Updated by Brett Smith almost 9 years ago
- Target version set to Arvados Future Sprints
Updated by Brett Smith almost 9 years ago
- Target version changed from Arvados Future Sprints to 2016-03-16 sprint
Updated by Brett Smith almost 9 years ago
- Assigned To set to Radhika Chippada
Brett to detail the necessary changes.
Updated by Radhika Chippada almost 9 years ago
Brett: d43df73d4429ddd4c00c7ff47e10f9f2595d30b0 implements the steps in the story description.
However, 9 tests are failing. They are failing because arvados_node['info'].get('ec2_instance_id') is None in the test. Do we need to update the testutil.py to set this to node.id? I played with setting it in cloud_node_mock, but this is not the right place / manner. Thanks.
Updated by Brett Smith almost 9 years ago
Radhika Chippada wrote:
However, 9 tests are failing. They are failing because arvados_node['info'].get('ec2_instance_id') is None in the test. Do we need to update the testutil.py to set this to node.id? I played with setting it in cloud_node_mock, but this is not the right place / manner. Thanks.
You'll need to set it in arvados_node_mock, inside the node['info'] dictionary. The same place where ping_secret is currently set.
Updated by Radhika Chippada almost 9 years ago
You'll need to set it in arvados_node_mock, inside the node['info'] dictionary. The same place where ping_secret is currently set.
i had already tried this, but the issue I am having is what do I set 'ec2_instance_id' as? If I use node id (node_num), I am getting '2' for this where as node.id is '140130973094224'
How do I determine the right value for ec2_instance_id? Thanks.
Updated by Brett Smith almost 9 years ago
First, a bit of background: the Node Manager code is pretty consistent about using "arvados_node" and "cloud_node" names. arvados_node refers to a Node record that came from the Arvados API server, while cloud node refers to information about a node that came from the local cloud API.
In each pairing test, you'll need to ensure that ec2_instance_id matches the right attribute on the mock cloud node object that the test creates. On EC2 and GCE, the right attribute is the cloud node's id attribute. On Azure, it's the cloud node's name attribute. (Because of this split, you'll probably need to write a separate test for each cloud driver.)
As long as you make sure those fields line up in the mock objects before the tests start calling actual Node Manager code, you should be good to go.
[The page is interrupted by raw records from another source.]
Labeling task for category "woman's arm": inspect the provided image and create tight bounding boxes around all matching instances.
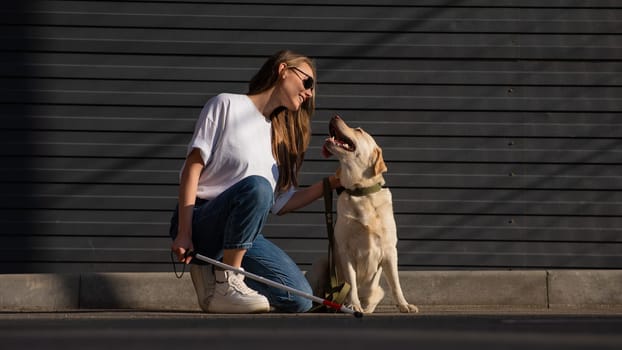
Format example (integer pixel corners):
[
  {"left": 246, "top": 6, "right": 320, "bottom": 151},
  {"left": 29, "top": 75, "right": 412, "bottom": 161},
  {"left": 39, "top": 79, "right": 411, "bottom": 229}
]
[
  {"left": 277, "top": 175, "right": 341, "bottom": 215},
  {"left": 171, "top": 148, "right": 203, "bottom": 264}
]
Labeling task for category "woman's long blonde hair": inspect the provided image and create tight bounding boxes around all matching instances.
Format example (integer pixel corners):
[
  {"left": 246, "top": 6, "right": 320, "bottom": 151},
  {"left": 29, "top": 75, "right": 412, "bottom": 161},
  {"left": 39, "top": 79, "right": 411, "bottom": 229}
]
[{"left": 248, "top": 50, "right": 317, "bottom": 192}]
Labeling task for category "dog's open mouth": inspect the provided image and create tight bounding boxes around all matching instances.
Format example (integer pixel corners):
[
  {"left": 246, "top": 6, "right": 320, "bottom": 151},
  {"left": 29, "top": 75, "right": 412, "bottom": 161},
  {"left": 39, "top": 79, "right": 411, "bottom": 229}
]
[{"left": 322, "top": 117, "right": 356, "bottom": 158}]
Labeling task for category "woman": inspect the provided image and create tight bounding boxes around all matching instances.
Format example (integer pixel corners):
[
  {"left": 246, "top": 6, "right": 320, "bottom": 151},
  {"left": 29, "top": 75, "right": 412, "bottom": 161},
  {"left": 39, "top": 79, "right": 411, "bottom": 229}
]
[{"left": 171, "top": 51, "right": 339, "bottom": 313}]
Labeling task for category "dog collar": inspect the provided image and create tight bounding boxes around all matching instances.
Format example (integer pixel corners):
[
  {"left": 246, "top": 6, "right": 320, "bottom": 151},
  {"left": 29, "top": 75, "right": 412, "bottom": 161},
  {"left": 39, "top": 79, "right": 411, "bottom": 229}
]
[{"left": 345, "top": 183, "right": 382, "bottom": 197}]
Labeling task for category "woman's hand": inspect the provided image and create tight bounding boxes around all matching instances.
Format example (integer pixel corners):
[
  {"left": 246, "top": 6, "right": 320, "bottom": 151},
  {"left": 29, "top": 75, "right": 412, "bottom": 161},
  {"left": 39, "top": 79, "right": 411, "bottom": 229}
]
[{"left": 171, "top": 234, "right": 194, "bottom": 264}]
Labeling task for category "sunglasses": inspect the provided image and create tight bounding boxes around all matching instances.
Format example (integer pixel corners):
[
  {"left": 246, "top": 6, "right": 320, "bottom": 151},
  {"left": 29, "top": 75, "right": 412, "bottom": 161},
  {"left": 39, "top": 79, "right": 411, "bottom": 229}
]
[{"left": 287, "top": 66, "right": 314, "bottom": 90}]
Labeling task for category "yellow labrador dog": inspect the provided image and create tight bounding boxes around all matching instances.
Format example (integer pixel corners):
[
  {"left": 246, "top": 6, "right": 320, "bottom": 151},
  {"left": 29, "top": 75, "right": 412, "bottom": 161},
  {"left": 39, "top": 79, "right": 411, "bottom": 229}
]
[{"left": 323, "top": 116, "right": 419, "bottom": 313}]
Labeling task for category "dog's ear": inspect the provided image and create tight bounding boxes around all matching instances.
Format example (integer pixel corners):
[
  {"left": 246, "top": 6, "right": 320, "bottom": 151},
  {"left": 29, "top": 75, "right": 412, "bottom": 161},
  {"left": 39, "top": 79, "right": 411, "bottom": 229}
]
[{"left": 374, "top": 147, "right": 387, "bottom": 175}]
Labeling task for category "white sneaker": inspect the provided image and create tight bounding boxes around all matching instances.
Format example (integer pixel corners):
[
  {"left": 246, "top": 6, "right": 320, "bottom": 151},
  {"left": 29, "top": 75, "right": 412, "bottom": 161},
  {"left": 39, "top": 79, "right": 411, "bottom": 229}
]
[
  {"left": 208, "top": 270, "right": 270, "bottom": 314},
  {"left": 190, "top": 264, "right": 216, "bottom": 312}
]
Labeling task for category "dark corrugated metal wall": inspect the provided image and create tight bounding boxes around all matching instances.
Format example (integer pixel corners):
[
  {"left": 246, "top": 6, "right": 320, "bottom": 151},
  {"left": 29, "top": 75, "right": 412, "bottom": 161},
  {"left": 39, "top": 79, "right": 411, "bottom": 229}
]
[{"left": 0, "top": 0, "right": 622, "bottom": 272}]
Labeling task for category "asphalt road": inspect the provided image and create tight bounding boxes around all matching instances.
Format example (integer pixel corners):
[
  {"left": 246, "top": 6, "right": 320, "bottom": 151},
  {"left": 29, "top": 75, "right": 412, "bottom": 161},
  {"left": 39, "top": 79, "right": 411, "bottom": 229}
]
[{"left": 0, "top": 312, "right": 622, "bottom": 350}]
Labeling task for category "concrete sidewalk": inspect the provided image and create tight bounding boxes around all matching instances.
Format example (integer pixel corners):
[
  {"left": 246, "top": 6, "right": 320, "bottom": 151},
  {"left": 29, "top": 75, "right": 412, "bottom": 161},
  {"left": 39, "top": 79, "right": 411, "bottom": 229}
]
[{"left": 0, "top": 270, "right": 622, "bottom": 314}]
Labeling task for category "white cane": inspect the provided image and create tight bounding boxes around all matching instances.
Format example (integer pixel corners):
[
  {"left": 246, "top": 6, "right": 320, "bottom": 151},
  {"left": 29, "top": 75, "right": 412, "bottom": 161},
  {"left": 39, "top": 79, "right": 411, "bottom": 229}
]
[{"left": 187, "top": 252, "right": 363, "bottom": 318}]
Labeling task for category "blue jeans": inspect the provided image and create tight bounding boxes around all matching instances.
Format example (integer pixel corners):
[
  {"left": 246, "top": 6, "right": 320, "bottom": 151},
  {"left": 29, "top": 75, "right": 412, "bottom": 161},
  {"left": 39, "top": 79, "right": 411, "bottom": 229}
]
[{"left": 170, "top": 176, "right": 312, "bottom": 312}]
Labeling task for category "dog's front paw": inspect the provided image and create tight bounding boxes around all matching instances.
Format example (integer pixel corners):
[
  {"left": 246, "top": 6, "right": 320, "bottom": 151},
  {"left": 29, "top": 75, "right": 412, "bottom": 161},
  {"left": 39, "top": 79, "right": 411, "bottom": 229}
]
[
  {"left": 397, "top": 304, "right": 419, "bottom": 314},
  {"left": 346, "top": 304, "right": 365, "bottom": 312}
]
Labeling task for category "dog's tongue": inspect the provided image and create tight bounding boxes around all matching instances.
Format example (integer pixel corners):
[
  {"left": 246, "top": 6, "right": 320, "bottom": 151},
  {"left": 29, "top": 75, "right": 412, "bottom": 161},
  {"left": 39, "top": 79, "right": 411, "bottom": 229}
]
[{"left": 322, "top": 143, "right": 333, "bottom": 158}]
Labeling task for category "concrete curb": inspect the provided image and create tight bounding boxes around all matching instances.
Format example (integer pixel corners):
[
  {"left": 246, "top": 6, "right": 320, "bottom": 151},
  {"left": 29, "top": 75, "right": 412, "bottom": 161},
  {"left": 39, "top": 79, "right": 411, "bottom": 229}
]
[{"left": 0, "top": 270, "right": 622, "bottom": 312}]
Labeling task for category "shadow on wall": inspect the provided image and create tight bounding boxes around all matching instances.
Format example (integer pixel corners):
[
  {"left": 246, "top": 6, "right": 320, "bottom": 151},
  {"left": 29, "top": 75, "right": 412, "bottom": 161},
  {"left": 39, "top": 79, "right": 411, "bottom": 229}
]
[{"left": 0, "top": 1, "right": 37, "bottom": 273}]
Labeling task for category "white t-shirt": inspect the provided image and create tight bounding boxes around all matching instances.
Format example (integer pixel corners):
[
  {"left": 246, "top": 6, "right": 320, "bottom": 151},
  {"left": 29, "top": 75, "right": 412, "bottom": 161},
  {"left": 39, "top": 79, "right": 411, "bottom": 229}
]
[{"left": 187, "top": 93, "right": 293, "bottom": 212}]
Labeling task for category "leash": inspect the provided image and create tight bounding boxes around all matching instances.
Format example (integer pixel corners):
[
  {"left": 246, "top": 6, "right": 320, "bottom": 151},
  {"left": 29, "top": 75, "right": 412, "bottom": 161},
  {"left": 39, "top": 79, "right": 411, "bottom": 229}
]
[{"left": 323, "top": 178, "right": 350, "bottom": 304}]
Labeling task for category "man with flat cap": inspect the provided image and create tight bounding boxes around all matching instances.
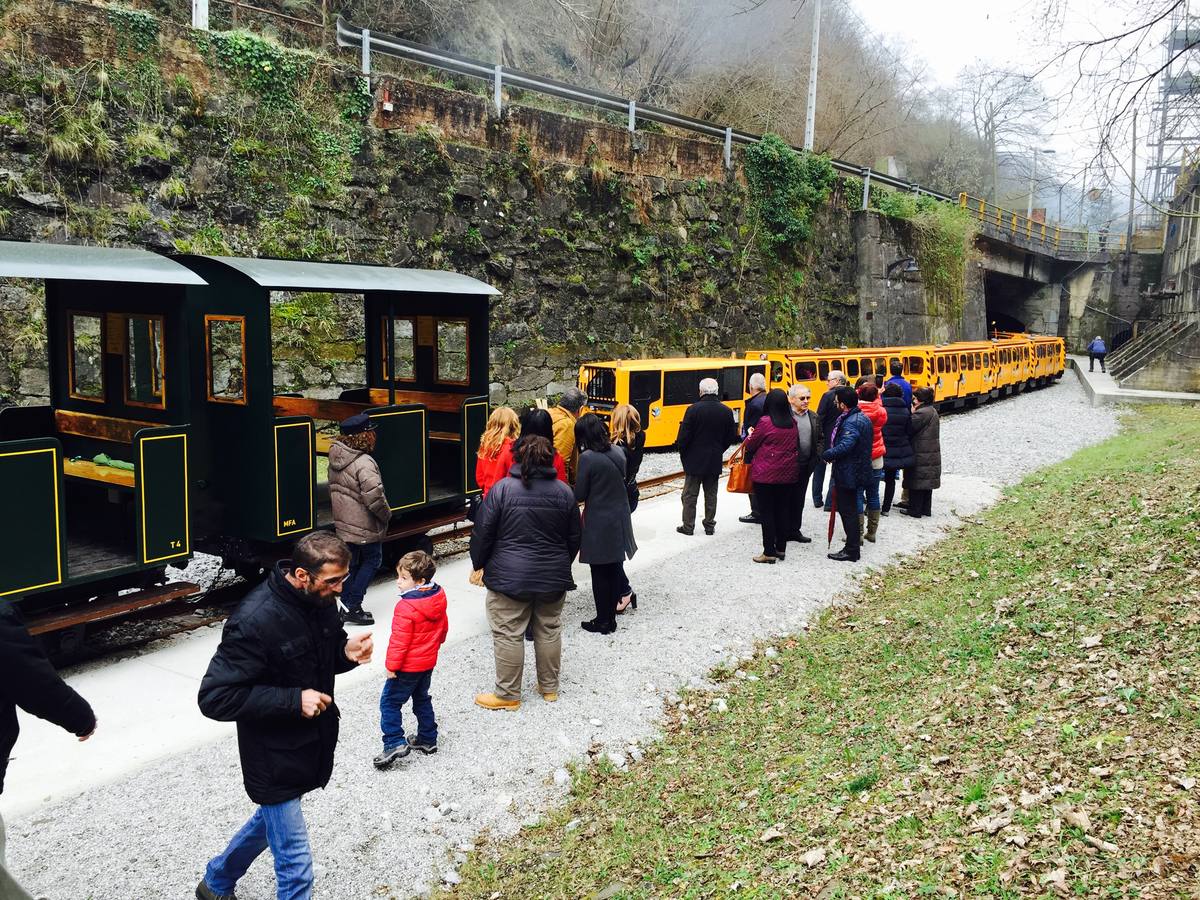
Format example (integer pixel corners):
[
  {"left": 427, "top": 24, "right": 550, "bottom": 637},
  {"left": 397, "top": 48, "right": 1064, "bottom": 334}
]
[{"left": 329, "top": 413, "right": 391, "bottom": 625}]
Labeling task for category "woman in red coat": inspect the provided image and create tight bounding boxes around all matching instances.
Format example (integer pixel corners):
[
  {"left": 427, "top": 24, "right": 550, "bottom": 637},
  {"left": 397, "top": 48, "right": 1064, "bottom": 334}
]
[
  {"left": 745, "top": 388, "right": 800, "bottom": 563},
  {"left": 858, "top": 380, "right": 888, "bottom": 544}
]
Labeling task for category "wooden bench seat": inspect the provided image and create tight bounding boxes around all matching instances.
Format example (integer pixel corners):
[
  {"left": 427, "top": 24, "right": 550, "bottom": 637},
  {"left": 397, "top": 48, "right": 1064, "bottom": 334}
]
[
  {"left": 62, "top": 460, "right": 137, "bottom": 490},
  {"left": 54, "top": 409, "right": 163, "bottom": 444}
]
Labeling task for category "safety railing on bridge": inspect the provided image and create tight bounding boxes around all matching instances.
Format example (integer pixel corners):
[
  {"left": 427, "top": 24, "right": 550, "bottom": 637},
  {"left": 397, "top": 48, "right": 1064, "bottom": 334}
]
[
  {"left": 337, "top": 18, "right": 954, "bottom": 209},
  {"left": 959, "top": 193, "right": 1124, "bottom": 253}
]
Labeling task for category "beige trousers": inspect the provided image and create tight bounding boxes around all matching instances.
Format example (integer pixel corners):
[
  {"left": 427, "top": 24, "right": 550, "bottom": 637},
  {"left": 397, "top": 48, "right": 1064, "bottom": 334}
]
[
  {"left": 0, "top": 818, "right": 34, "bottom": 900},
  {"left": 487, "top": 590, "right": 566, "bottom": 700}
]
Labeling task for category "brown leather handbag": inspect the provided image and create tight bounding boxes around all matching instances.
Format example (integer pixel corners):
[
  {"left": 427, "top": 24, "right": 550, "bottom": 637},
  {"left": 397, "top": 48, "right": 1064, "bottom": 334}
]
[{"left": 725, "top": 444, "right": 754, "bottom": 493}]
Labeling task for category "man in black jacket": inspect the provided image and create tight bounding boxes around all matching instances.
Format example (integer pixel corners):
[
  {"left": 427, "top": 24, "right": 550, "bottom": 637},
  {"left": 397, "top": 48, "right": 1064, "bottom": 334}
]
[
  {"left": 676, "top": 378, "right": 738, "bottom": 534},
  {"left": 196, "top": 532, "right": 372, "bottom": 900},
  {"left": 812, "top": 368, "right": 850, "bottom": 509},
  {"left": 0, "top": 600, "right": 96, "bottom": 900}
]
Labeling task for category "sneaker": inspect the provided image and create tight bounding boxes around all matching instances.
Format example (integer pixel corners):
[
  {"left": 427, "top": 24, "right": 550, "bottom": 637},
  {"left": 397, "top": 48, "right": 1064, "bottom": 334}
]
[
  {"left": 373, "top": 744, "right": 409, "bottom": 769},
  {"left": 196, "top": 878, "right": 238, "bottom": 900},
  {"left": 475, "top": 692, "right": 521, "bottom": 709},
  {"left": 342, "top": 610, "right": 374, "bottom": 625}
]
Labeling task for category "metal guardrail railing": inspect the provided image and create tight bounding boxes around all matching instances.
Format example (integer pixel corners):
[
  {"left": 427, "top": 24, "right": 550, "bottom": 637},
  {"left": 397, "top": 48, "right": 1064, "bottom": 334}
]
[
  {"left": 337, "top": 17, "right": 954, "bottom": 209},
  {"left": 959, "top": 193, "right": 1124, "bottom": 253}
]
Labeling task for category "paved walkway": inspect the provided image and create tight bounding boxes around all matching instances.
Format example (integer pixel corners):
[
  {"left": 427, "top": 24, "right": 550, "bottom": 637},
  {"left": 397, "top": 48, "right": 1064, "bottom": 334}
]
[{"left": 1067, "top": 356, "right": 1200, "bottom": 407}]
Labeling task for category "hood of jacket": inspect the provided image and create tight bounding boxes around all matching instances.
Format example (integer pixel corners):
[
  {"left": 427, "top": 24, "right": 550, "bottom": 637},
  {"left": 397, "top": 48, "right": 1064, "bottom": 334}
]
[
  {"left": 329, "top": 440, "right": 366, "bottom": 472},
  {"left": 400, "top": 582, "right": 446, "bottom": 622}
]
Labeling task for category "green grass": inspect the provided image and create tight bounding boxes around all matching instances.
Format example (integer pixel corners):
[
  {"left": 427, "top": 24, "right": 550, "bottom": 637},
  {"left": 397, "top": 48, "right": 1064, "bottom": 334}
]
[{"left": 455, "top": 408, "right": 1200, "bottom": 898}]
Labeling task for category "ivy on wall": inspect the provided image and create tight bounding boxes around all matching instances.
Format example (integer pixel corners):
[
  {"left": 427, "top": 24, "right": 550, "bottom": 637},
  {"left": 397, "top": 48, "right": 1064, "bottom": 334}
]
[{"left": 872, "top": 192, "right": 978, "bottom": 326}]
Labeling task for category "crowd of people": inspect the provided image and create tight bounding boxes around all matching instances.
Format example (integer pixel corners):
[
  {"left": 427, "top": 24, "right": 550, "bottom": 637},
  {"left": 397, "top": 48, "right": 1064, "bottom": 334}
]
[{"left": 0, "top": 370, "right": 941, "bottom": 900}]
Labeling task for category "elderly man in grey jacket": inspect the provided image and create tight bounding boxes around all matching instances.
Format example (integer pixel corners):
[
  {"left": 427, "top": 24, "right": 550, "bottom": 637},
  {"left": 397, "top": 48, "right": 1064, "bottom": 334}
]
[{"left": 329, "top": 413, "right": 391, "bottom": 625}]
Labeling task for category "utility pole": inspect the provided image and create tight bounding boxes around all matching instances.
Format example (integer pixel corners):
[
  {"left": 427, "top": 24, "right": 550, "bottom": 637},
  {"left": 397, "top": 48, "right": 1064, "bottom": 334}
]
[
  {"left": 1126, "top": 109, "right": 1138, "bottom": 254},
  {"left": 804, "top": 0, "right": 821, "bottom": 154}
]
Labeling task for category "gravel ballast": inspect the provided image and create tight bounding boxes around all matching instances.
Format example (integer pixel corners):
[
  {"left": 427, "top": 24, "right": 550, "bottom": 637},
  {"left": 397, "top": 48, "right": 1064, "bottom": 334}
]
[{"left": 8, "top": 372, "right": 1118, "bottom": 900}]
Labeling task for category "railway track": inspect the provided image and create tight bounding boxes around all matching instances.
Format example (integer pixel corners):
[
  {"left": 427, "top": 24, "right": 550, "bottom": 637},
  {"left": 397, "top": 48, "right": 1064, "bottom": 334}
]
[{"left": 47, "top": 472, "right": 683, "bottom": 665}]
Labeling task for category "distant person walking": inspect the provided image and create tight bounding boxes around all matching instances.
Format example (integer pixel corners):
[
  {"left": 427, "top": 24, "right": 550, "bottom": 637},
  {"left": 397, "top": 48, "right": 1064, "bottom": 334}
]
[
  {"left": 858, "top": 382, "right": 888, "bottom": 544},
  {"left": 608, "top": 403, "right": 646, "bottom": 614},
  {"left": 738, "top": 372, "right": 767, "bottom": 524},
  {"left": 0, "top": 600, "right": 96, "bottom": 900},
  {"left": 475, "top": 407, "right": 521, "bottom": 499},
  {"left": 196, "top": 532, "right": 372, "bottom": 900},
  {"left": 787, "top": 384, "right": 821, "bottom": 544},
  {"left": 824, "top": 385, "right": 874, "bottom": 563},
  {"left": 329, "top": 413, "right": 391, "bottom": 625},
  {"left": 883, "top": 360, "right": 912, "bottom": 407},
  {"left": 676, "top": 378, "right": 738, "bottom": 534},
  {"left": 575, "top": 413, "right": 637, "bottom": 635},
  {"left": 880, "top": 382, "right": 917, "bottom": 516},
  {"left": 745, "top": 388, "right": 800, "bottom": 564},
  {"left": 812, "top": 368, "right": 850, "bottom": 509},
  {"left": 470, "top": 436, "right": 580, "bottom": 709},
  {"left": 904, "top": 388, "right": 942, "bottom": 518},
  {"left": 1087, "top": 335, "right": 1109, "bottom": 372},
  {"left": 550, "top": 388, "right": 588, "bottom": 485}
]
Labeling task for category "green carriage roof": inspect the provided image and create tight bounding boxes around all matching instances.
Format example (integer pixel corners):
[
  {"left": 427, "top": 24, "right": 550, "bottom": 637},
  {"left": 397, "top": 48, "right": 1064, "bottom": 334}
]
[
  {"left": 0, "top": 241, "right": 208, "bottom": 284},
  {"left": 193, "top": 257, "right": 500, "bottom": 296}
]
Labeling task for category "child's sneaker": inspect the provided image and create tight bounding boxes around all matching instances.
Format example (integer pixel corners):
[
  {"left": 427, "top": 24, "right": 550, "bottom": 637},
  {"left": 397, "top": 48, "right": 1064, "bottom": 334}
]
[{"left": 374, "top": 744, "right": 410, "bottom": 769}]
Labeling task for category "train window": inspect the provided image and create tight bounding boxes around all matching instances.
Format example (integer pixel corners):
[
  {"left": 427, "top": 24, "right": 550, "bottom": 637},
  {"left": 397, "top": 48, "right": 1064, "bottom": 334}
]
[
  {"left": 204, "top": 316, "right": 246, "bottom": 403},
  {"left": 67, "top": 312, "right": 104, "bottom": 400},
  {"left": 720, "top": 364, "right": 739, "bottom": 400},
  {"left": 662, "top": 368, "right": 716, "bottom": 407},
  {"left": 434, "top": 319, "right": 470, "bottom": 384},
  {"left": 379, "top": 316, "right": 416, "bottom": 382},
  {"left": 125, "top": 316, "right": 167, "bottom": 408}
]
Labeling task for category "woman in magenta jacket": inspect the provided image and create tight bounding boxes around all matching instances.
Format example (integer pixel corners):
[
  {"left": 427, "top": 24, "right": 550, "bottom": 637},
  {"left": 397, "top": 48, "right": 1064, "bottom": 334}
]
[{"left": 746, "top": 388, "right": 800, "bottom": 563}]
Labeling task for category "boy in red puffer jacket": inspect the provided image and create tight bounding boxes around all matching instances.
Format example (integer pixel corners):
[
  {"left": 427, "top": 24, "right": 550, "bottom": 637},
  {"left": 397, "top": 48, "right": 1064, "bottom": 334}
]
[{"left": 374, "top": 550, "right": 450, "bottom": 769}]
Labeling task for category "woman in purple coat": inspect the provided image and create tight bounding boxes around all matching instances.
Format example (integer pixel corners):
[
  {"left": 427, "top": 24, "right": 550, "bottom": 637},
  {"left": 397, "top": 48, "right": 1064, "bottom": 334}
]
[{"left": 746, "top": 388, "right": 800, "bottom": 563}]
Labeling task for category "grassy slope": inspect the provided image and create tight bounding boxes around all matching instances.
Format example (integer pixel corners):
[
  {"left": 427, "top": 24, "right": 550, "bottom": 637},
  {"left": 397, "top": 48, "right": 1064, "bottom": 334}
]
[{"left": 446, "top": 408, "right": 1200, "bottom": 898}]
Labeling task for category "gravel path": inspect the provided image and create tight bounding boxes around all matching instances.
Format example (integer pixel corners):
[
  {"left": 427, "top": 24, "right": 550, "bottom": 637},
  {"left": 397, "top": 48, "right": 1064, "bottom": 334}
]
[{"left": 8, "top": 373, "right": 1118, "bottom": 900}]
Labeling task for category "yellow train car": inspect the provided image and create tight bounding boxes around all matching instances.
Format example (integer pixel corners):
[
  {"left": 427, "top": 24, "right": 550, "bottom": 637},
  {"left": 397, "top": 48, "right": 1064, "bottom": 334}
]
[{"left": 580, "top": 358, "right": 767, "bottom": 449}]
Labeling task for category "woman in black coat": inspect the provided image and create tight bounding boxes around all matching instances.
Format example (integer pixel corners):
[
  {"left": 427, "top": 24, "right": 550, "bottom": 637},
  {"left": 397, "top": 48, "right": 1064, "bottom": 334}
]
[
  {"left": 880, "top": 384, "right": 917, "bottom": 516},
  {"left": 608, "top": 403, "right": 646, "bottom": 616},
  {"left": 575, "top": 413, "right": 637, "bottom": 635}
]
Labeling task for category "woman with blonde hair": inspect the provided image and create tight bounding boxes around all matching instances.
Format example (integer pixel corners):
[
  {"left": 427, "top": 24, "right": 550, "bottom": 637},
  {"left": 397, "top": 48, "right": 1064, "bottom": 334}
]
[
  {"left": 475, "top": 407, "right": 521, "bottom": 497},
  {"left": 608, "top": 403, "right": 646, "bottom": 613}
]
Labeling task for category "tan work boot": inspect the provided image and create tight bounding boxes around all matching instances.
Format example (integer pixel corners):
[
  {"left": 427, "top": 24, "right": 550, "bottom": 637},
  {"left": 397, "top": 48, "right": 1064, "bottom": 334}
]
[{"left": 475, "top": 692, "right": 521, "bottom": 709}]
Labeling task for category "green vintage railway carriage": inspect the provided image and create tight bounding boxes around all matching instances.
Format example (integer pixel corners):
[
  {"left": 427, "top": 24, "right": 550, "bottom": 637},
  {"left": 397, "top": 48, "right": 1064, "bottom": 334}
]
[{"left": 0, "top": 241, "right": 497, "bottom": 631}]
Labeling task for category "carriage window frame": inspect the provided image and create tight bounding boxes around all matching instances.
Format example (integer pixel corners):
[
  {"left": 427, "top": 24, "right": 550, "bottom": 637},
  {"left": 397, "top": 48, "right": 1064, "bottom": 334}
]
[
  {"left": 121, "top": 312, "right": 167, "bottom": 409},
  {"left": 379, "top": 313, "right": 416, "bottom": 384},
  {"left": 204, "top": 313, "right": 250, "bottom": 407},
  {"left": 432, "top": 316, "right": 470, "bottom": 385},
  {"left": 66, "top": 310, "right": 108, "bottom": 403}
]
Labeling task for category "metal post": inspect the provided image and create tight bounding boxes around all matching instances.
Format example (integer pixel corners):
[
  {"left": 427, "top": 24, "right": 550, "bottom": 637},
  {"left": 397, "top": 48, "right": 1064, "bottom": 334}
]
[{"left": 804, "top": 0, "right": 821, "bottom": 152}]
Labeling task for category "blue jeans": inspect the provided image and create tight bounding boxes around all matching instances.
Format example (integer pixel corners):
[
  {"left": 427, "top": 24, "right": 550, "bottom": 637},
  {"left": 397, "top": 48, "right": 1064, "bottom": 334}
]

Updated by Radhika Chippada almost 9 years ago
- Status changed from New to In Progress
(After much hair pulling) I learned that the issue is with our mock test setup. We need to add "self.cloud_factory().node_id.return_value" to test_daemon.py
Making progress ...
Updated by Radhika Chippada almost 9 years ago
Branch 8561-node-pairing b720184c408dee0e3e9bbafb424bd736703be172
- Made the code updates suggested in the description.
- There were 9 test failures that needed some test setup updates.
- Needed to add "self.cloud_factory().node_id.return_value" to test_daemon.py. I had hardcoded '2' for this (for now). Does it need to be dynamic using node_num or something? I could not tell how to get "node_num" in this context. Please clarify. Down to 2 test failures with this.
- Please shed light on how to get the other two failing tests to pass: test_node_pairing_after_arvados_update from test_daemon and test_arvados_node_match from test_computenode_dispatch
Thanks.
Updated by Radhika Chippada almost 9 years ago
- Status changed from In Progress to Resolved
- % Done changed from 0 to 100
Applied in changeset arvados|commit:5768e5a7559c22f86d89be65245b0d269f06cc6c.